To begin, GPT-3 employs a tokenizer to split any text sequence into a sequence of tokens (each token is a common word fragment). These tokens are then transformed into vectors of $d=12288$ dimensions using a word embedding matrix $\mathbf{W}_0 \in \mathbb{R}^{12288 \times 50257}$. Subsequently, the input sequence $\mathbf{X} \in \mathbb{R}^{12288 \times 2048}$ is transformed into $\mathbf{Y} \in \mathbb{R}^{12288 \times 2048}$ using 96 layers of multi-head transformer blocks. Each block is defined as follows:

(1) Each multi-head transformer in GPT-3 uses $96$ heads:

\[\mathbf{A}^{(j)}, \mathbf{B}^{(j)}, \mathbf{C}^{(j)} \in \mathbb{R}^{128 \times 12288} \;\;\; (j=1,2, \cdots, 96)\]
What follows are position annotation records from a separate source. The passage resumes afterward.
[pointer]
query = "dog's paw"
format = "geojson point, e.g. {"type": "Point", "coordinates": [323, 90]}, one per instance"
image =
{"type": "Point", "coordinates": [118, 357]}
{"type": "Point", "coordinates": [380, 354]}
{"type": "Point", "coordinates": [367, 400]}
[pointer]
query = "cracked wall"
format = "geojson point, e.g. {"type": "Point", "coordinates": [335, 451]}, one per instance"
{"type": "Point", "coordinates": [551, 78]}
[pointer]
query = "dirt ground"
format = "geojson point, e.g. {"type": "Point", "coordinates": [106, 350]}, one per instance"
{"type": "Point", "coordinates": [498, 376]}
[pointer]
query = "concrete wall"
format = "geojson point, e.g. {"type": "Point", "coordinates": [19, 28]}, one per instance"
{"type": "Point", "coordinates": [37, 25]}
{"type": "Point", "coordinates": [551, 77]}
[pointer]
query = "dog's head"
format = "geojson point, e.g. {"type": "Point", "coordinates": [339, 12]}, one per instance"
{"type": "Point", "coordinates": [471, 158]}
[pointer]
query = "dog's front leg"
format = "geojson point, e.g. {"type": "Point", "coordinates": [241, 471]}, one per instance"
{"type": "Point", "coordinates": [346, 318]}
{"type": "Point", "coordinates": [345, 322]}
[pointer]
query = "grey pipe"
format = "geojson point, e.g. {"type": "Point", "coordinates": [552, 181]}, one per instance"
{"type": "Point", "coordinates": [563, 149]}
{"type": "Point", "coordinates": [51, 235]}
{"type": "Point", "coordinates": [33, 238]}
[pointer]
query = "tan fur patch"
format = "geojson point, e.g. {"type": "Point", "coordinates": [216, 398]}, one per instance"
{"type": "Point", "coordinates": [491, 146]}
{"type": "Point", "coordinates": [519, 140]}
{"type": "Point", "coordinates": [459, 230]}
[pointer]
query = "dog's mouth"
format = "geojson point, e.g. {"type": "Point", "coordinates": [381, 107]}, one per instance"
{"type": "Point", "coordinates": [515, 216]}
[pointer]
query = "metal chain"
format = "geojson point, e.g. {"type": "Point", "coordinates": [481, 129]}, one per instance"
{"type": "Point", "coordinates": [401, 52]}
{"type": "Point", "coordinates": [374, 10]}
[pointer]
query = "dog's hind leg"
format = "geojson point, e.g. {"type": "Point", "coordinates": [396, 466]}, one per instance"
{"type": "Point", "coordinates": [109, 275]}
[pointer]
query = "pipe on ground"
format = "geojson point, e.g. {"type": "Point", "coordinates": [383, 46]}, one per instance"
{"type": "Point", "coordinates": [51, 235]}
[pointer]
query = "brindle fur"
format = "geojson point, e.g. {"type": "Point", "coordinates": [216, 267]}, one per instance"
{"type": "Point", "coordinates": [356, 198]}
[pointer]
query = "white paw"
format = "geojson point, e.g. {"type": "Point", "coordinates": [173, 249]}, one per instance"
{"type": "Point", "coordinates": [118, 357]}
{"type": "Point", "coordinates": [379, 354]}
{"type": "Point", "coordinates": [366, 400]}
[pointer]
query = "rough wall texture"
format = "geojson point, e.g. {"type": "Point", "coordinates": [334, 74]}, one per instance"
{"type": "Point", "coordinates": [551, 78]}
which compute for all $j=1,2,\cdots,T$:

\[\mathbf{Z}^{(j)} \in \mathbb{R}^{ 128 \times 2048} = \big( \mathbf{C}^{(j)} \mathbf{X} \big) \; \textrm{softmax}\Big( \big(\mathbf{A}^{(j)} \mathbf{X} \big)^\intercal \big( \mathbf{B}^{(j)} \mathbf{X} \big)/\sqrt{128}\Big)\]
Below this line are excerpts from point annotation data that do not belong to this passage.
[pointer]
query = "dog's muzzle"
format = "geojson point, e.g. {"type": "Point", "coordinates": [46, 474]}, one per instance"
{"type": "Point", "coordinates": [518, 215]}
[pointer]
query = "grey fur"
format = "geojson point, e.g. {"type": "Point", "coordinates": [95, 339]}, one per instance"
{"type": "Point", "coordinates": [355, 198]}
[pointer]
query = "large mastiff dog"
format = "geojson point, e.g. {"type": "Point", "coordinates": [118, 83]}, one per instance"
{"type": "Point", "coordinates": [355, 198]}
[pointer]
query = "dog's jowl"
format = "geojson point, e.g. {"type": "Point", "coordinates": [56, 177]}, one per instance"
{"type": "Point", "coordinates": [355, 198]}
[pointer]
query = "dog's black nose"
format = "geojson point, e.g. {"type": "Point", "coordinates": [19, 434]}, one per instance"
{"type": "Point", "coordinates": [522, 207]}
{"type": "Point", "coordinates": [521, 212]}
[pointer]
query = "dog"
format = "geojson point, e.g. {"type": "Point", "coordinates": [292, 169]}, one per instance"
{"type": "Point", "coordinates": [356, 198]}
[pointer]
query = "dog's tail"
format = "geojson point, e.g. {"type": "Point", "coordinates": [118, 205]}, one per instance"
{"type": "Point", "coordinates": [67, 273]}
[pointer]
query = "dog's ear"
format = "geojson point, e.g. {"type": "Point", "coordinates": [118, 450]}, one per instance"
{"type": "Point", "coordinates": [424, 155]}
(2) Concatenate the outputs from all heads:

\[\mathbf{Z} \in \mathbb{R}^{12288 \times 2048} = \mathbf{W}^o \textrm{concat}\big(\mathbf{Z}^{(1)}, \cdots, \mathbf{Z}^{(96)}\big)\]

where $\mathbf{W}^o \in \mathbb{R}^{12288\times12288}$.

(3) Apply layer normalization to each column of $\mathbf{Z}$: $\mathbf{z}_t \in \mathbb{R}^{12288} \; (\forall t=1,2,\cdots,2048)$ as

\[\bar{\mathbf{z}}_t = \mathbf{x}_t + \textrm{LN}_{\gamma,\beta} \big(\mathbf{z}_t \big)\]

(4) Apply nonlinearity to each column as:

\[\mathbf{y}_t= \bar{\mathbf{z}}_t + \textrm{feedforward} \big( \bar{\mathbf{z}}_t\big) = \bar{\mathbf{z}}_t + \mathbf{W}_2 \textrm{ReLU} (\mathbf{W_1} \bar{\mathbf{z}}_t)\]

where $\mathbf{W}_1 \in \mathbb{R}^{49152 \times 12288}$, and $\mathbf{W}_2 \in \mathbb{R}^{12288 \times 49152}$.

Based on these, we may calculate that the total number of parameters in GTP-3 is about $175$ billions.

During training, a sequence of training vectors

\[\{ \mathbf{x}_1, \mathbf{x}_2, \cdots, \mathbf{x}_{2048} \}\]

is fed into GPT-3 as input $\mathbf{X} \in \mathbb{R}^{12288\times 2048}$. For each time step $t=1,2,\cdots,2047$, GPT-3 is trained to predict the token at position $t+1$ based on all vectors appearing up to position $t$, i.e., ${\mathbf{x}_1, \cdots, \mathbf{x}_t}$.

After its training, GPT-3 has the ability to create new sequences by using an input sequence as a prompt. To do this, the model calculates the probabilities of the possible next tokens that could follow the given prompt, and then selects a new token by randomly sampling from these probabilities. The selected token is then added to the end of the prompt, forming a new prompt. This process continues until the model generates a termination token.

References

$[1]$ Ashish Vaswani, Noam Shazeer, et.al., Attention Is All You Need, arXiv, 1706,03762, 2017.

$[2]$ Kaiming He, Xiangyu Zhang, et.al., Deep Residual Learning for Image Recognition, arXiv, 1512,03385, 2015.

$[3]$ Hui Jiang, Machine Learning Fundamentals, Cambridge University Press, 2021.

$[4]$ Tom Brown and Benjamin Mann, et.al., Language Models are Few-Shot Learners, arXiv, 2005.14165, 2020.